Having key moments of one's life reenacted by familiar-looking strangers is not something very many of us are afforded, however we might wish it. As such, the closest approximation I can manage is happening upon your doppelgänger at a bank robbery; the mere realisation that you haven't, in fact, misplaced your sanity is a struggle not easily resolved, and the guilt, unjustified though it may be, never quite leaves. It's hard, too, to avoid lapsing into solipsism at the secular wonder of it all — I won't say it's not flattering.

I admit I was a shade disappointed when I strolled through the facsimile. Everyone was either bored or on the verge of a migraine. An overweight man whom I supposed to be the director nodded faintly as I approached. No point easing into it.
"I object, foremost, to my being portrayed as infinitely more attractive than I ever was." He seemed only curious, so I continued. "At my peak I was an average mannequin with waste-bin hair, as similar to this magnetic fop as I was to a stretch of freeway. I can assure you I never turned a single head.
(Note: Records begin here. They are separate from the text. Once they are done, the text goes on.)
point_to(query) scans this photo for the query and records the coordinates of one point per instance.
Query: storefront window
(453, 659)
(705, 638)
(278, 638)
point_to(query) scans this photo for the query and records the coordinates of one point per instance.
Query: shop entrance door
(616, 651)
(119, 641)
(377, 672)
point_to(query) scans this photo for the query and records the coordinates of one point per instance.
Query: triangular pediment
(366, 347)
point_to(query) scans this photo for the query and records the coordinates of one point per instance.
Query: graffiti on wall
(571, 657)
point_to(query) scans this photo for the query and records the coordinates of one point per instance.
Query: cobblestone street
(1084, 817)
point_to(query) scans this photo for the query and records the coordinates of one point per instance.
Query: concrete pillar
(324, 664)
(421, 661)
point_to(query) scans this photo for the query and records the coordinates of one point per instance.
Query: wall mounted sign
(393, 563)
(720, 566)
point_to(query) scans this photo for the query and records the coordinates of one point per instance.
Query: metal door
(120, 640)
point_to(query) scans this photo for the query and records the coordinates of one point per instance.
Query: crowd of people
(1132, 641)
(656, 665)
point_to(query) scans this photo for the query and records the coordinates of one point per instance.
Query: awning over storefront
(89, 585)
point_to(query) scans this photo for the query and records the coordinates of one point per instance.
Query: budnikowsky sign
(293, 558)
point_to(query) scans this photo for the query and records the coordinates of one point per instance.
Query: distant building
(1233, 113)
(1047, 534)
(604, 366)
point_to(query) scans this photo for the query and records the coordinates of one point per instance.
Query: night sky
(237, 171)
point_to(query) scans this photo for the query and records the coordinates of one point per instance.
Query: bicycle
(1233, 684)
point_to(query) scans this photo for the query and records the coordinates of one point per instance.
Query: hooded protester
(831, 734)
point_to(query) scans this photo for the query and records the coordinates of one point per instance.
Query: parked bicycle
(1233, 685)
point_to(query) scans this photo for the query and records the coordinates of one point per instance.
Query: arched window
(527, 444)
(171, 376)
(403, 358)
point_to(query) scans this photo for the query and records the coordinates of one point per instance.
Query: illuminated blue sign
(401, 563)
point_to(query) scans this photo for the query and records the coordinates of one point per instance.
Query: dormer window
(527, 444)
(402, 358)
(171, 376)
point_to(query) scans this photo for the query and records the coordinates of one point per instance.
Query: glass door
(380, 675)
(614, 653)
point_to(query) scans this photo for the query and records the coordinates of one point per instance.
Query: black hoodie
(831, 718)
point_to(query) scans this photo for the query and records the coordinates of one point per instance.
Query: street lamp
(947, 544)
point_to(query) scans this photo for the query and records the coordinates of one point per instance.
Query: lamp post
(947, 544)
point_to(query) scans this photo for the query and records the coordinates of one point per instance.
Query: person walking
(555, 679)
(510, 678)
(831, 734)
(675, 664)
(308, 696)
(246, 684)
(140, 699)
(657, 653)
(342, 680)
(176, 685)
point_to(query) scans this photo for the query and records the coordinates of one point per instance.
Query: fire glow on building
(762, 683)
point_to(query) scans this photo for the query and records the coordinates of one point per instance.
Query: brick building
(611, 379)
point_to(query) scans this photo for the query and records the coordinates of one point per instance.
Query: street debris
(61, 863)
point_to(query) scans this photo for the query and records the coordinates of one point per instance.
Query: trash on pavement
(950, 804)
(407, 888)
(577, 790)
But that crime I would be willing to overlook, if the opposite problem did not present itself with your heroine."
Perhaps it was unwise to engage him in earshot of all concerned, but it's hard to feel anything but indignant when you've been ejected by your own hack biographer. I should have noted immediately that a middle-aged man who thinks a baseball cap conceals baldness knows little about beauty, and not pressed the point.

And now I await the result. If bigger people exist, and they might well not, I'm sure they would be severely uninterested in the whole business (eschewing it in favour of, I don't know, being a c---), but — and I speak as something vaguely human — how could this not fascinate you? How could this horror not intrigue you?

Forgive my language, I was born into it.